Changing the Past

I've been quite content with keeping the past behind me, because some things are just better left forgotten. More specifically, people that I know from the past. Old friends, ex-lovers, and sometimes relatives. We had our time together, and anything beyond trying to reconnect with those important people would seem to dilute why these people were important to me in the first place. And the last thing I want to do is live in the past. 

About a year ago, I joined MySpace.com to help stay connected to friends and acquaintances, and perhaps meet new people. The first few months seemed innocent enough. I found some of my friends from real life and got to know them a little more. I also found new friends that I would have never met if I hadn't started a profile.
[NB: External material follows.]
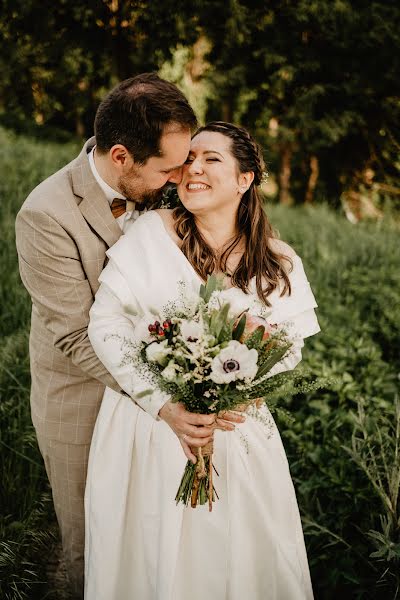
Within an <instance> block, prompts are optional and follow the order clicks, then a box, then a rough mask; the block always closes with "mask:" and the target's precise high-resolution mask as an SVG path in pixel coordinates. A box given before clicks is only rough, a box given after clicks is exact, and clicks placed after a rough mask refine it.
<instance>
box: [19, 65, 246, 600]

Quite what I had expected, actually. 

But then people from the past came out of the woodwork, in droves. It seemed like every week it was someone new, forming profiles and eventually hunting me down. Ex-girlfriends, former classmates, etc. Some important and influential to me, some that I had just forgotten about in the 5 years since I graduated high school. 

First, there was my old best friend Weston, who was the only person that I kept in touch with. Then Kara, a girl I had dated for a few weeks my senior year, and subsequent friend until I moved to North Dakota. Timmy V, who became my delinquent other half until he quit the Lillingtons to go on a Mormon mission. Dirk, my high school arch-nemesis (ha!) turned pal. Then Maura, my two-time prom date and first real crush. In all, about 20 people from back home that I stopped talking to years ago. Some important to me, others that I didn't care to ever see again. But here we are now, all reacquainted once again. I'm not sure what the set up is, but I can't help but feel like I'm in for a disappointing, unfulfilling venture to the past.